Schermuly: Wenn man zum Wesentlichen kommen möchte, muss man dieses erstmal für sich definieren. Stärkander*innen haben sich sehr intensiv Gedanken dazu gemacht, was wichtig ist: Kreativität und Innovation bestimmen die Unternehmens-DNA und dementsprechend ist für diese Themen ein Zeitbudget reserviert. Bei Stärkander*innen ist es so, dass mit dem «New Time»-Ansatz 60 Prozent der Arbeitszeit für Routineaufgaben verwendet werden und 20 Prozent für Implementierungsarbeiten. Denn wenn etwas Neues erfunden wird, hakt es in Unternehmen häufig daran, dass nicht genug Zeit für die Umsetzung vorhanden ist bzw. etwas marktreif zu machen. Zehn Prozent sind jeweils für Kreativität reserviert, hier kann man wirklich auch cross-sektional zusammenarbeiten. Zehn Prozent sind vollkommen selbstbestimmt. Man kann schlafen, sich weiterbilden oder irgendwas ganz anderes tun.

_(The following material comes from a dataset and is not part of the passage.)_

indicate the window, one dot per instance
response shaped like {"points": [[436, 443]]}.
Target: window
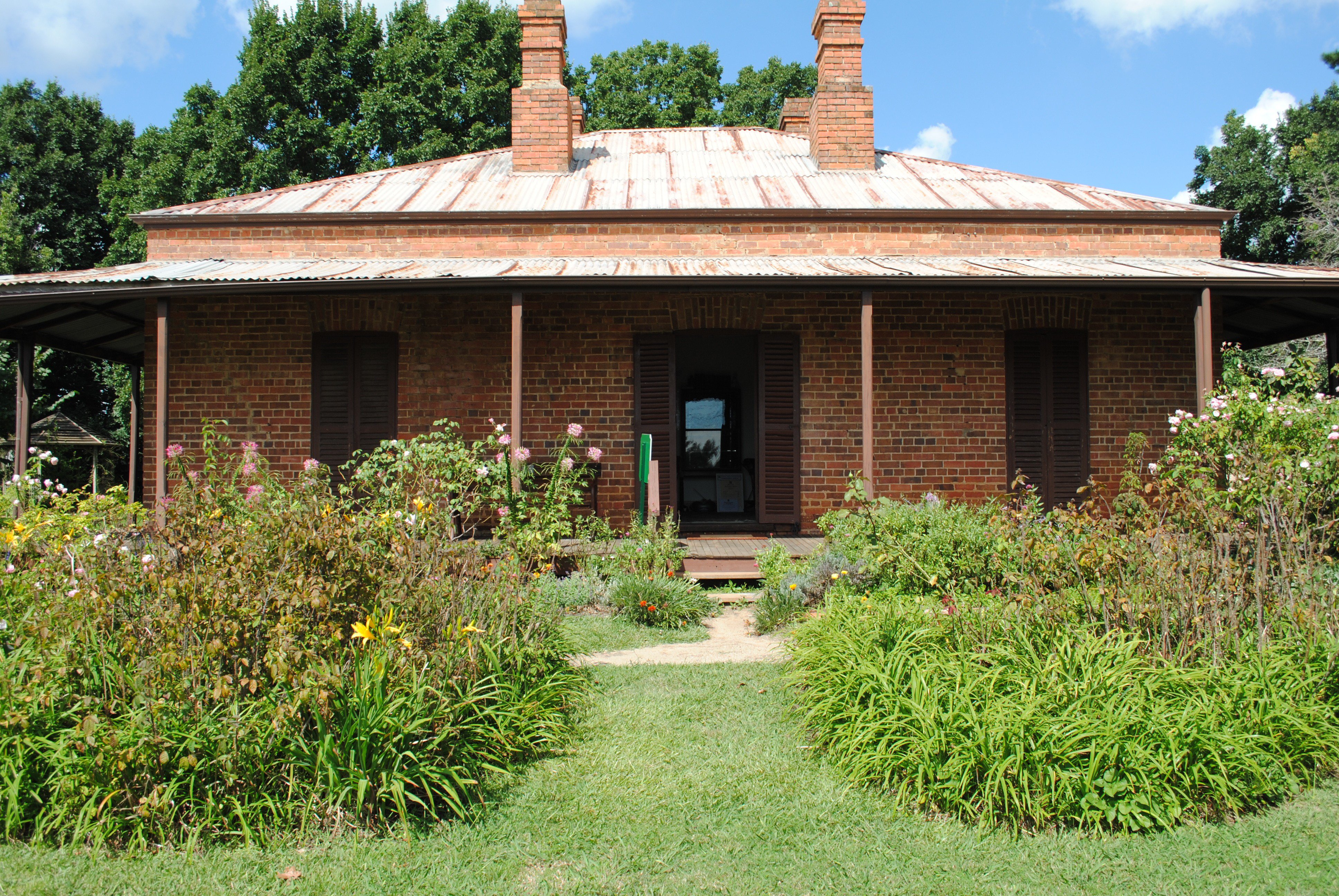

ZOE: Stärkander*innen managen offensichtlich sehr bewusst die kostbare Ressource Zeit. Auf was achten sie besonders?

Schermuly: Stärkander*innen haben erkannt, dass Meetings durchaus sehr wertvoll sein können, um sich abzustimmen und zu koordinieren. Gleichzeitig wissen sie aber, dass zu viele Meetings die Produktivität und die Innovationsfähigkeit einschränken können. Deswegen haben sie sehr strikte Meeting-Regeln. Beispielsweise ist voreingestellt, dass ein Meeting maximal 30 Minuten dauern sollte. Vorher muss bekanntgegeben werden, worin der Sinn des Meetings besteht, wofür wiederum die Teilnehmenden ihre Zustimmung geben müssen. Damit wird verhindert, dass Menschen aus einer autoritären Kultur heraus einfach an Meetings teilnehmen, ohne deren Sinn zu hinterfragen. Was bei den Stärkander*innen ebenfalls sehr gut gelöst ist, um effizient zu arbeiten, ist die Zusammenarbeit mit der Künstlichen Intelligenz «Thufir». Thufir hilft innerhalb des Unternehmens Wissen zu kuratieren und unterstützt dabei, Entscheidungen vorzubereiten und kognitiv belastende und zeitintensive Tätigkeiten abzunehmen, wie z. B. Protokolle zu schreiben. Dadurch entsteht mehr Zeit für das Wesentliche.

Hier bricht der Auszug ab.